By Michael Lewis
The North American Soccer League and U.S. Soccer Federation had agreed to an out-of-court settlement that would have given the league Division Two status before the agreement unraveled this past week, according to a source in the U.S. soccer community.
The league has appealed a preliminary injunction that would rescind the federation’s decision to revoke it Division Two status for 2018. It also has filed an anti-trust lawsuit against the USSF.
According to the source, this is what transpired:
On Thursday, Nov. 9, the USSF attorneys approached their NASL counterparts about working out a settlement.
Representatives from both sides sat down Friday, Nov. 10 and negotiated an agreement in New York City.
The settlement granted the league Division Two status for three years and by the fourth year it would have to comply with D-2 professional league standards.
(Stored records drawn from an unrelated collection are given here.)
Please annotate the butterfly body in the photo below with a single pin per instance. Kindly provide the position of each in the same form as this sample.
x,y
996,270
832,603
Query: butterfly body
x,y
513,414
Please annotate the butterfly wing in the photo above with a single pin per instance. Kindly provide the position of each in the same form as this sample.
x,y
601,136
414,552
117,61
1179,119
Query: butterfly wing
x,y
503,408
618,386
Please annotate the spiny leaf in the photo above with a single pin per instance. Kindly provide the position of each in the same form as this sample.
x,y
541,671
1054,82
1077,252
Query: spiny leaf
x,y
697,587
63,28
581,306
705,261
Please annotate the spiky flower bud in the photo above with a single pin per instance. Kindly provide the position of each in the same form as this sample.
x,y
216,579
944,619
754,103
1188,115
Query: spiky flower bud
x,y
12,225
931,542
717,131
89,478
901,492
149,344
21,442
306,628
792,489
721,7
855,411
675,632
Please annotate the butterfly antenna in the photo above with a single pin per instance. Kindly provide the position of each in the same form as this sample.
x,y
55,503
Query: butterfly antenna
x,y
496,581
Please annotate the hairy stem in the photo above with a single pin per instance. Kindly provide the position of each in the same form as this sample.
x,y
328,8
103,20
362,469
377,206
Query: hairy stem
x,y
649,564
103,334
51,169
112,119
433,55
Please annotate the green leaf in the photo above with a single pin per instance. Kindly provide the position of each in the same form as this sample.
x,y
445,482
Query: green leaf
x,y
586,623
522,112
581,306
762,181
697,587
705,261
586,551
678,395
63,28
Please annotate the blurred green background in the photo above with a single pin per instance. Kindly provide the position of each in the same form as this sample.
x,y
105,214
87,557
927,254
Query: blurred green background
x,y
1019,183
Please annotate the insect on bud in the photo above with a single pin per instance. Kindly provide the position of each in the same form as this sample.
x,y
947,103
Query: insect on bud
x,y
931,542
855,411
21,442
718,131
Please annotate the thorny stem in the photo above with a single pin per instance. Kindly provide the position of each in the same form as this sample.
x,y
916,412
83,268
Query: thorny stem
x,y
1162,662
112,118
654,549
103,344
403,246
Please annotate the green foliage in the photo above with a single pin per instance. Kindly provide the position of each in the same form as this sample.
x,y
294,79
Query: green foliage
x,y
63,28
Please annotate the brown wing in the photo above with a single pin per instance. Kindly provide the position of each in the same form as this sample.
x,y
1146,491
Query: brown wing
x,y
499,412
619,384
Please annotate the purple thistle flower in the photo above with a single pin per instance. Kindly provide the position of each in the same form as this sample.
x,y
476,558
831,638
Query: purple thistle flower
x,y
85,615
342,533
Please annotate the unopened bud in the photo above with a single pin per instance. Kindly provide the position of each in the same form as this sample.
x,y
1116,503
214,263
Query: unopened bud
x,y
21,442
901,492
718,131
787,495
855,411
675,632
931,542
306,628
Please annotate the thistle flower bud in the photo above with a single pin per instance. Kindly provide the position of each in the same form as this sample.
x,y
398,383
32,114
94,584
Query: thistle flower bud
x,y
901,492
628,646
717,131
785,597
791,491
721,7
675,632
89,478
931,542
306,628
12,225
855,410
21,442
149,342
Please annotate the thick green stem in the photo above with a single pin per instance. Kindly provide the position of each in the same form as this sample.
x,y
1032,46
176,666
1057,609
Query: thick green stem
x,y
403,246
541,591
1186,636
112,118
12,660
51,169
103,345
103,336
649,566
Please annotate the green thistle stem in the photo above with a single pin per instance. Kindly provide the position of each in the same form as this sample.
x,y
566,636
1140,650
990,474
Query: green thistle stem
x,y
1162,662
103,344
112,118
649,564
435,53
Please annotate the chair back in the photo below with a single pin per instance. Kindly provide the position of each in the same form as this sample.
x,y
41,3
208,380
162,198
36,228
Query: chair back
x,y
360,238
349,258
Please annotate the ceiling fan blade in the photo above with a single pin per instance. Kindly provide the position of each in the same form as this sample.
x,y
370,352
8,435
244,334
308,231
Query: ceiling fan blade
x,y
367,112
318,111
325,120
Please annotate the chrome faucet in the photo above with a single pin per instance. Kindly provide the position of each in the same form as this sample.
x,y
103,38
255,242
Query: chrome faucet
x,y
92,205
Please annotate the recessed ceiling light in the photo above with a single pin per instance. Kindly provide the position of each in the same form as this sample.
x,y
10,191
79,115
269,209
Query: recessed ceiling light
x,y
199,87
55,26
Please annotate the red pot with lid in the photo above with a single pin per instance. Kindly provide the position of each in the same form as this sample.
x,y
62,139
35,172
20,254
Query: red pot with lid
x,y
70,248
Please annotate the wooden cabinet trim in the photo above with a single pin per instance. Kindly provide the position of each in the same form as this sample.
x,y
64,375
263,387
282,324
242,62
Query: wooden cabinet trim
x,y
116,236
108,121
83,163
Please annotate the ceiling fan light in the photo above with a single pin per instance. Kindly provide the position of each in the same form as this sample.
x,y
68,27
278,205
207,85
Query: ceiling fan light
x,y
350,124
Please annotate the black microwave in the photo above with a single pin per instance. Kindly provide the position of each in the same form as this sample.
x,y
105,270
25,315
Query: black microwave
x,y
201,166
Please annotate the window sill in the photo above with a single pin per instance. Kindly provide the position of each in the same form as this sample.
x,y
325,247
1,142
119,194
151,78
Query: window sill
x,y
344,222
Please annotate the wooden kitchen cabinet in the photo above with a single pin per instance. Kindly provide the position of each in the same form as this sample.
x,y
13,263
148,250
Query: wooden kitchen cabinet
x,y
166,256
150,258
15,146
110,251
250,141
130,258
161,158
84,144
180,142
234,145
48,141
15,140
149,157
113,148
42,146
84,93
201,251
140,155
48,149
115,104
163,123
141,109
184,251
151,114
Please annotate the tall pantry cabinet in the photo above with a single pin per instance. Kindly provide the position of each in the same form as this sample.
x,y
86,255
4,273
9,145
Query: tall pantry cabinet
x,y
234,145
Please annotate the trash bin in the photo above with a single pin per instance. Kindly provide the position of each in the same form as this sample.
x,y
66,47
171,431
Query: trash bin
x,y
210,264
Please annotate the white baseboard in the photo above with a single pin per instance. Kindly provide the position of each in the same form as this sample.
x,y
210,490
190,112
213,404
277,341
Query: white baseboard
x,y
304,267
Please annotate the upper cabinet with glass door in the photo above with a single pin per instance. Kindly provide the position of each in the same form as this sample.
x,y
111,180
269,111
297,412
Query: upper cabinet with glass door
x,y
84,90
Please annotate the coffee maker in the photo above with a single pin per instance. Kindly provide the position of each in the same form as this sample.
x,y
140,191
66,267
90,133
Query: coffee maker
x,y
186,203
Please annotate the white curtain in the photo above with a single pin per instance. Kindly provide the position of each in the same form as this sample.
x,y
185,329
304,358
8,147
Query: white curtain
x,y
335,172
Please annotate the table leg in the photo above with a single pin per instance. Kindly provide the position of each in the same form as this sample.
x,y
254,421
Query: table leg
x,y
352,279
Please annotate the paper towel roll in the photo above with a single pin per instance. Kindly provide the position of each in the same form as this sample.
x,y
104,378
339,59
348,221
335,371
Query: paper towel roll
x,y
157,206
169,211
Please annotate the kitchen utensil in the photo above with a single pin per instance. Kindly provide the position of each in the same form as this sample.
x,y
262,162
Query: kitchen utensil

That would allow the NASL to add teams from the National Premier Soccer League to bolster the league, which housed eight teams in 2017, to at least 12 clubs.
On Wednesday, Nov. 15 the USSF presented the league with the final written version of the agreement.
NASL representatives felt that agreement did not come close to what had been agreed upon and rejected the USSF’s final notice Thursday morning, Nov. 16.
The NASL has appealed a ruling by Judge Margo K. Brodie for the U.S. District Court for the Eastern District of New York in which its quest for a preliminary injunction to change the USSF’s decision.
Last Monday, the league filed a 68-page brief that argued why the in the U.S. Court of Appeals should overturn the U.S. District Court’s ruling.
The USSF’s response to the appeal is due Tuesday, Nov. 21. The league will get a reply brief that is due Monday, Nov. 27.
The appeal will be heard in court Dec. 15 at 10 a.m.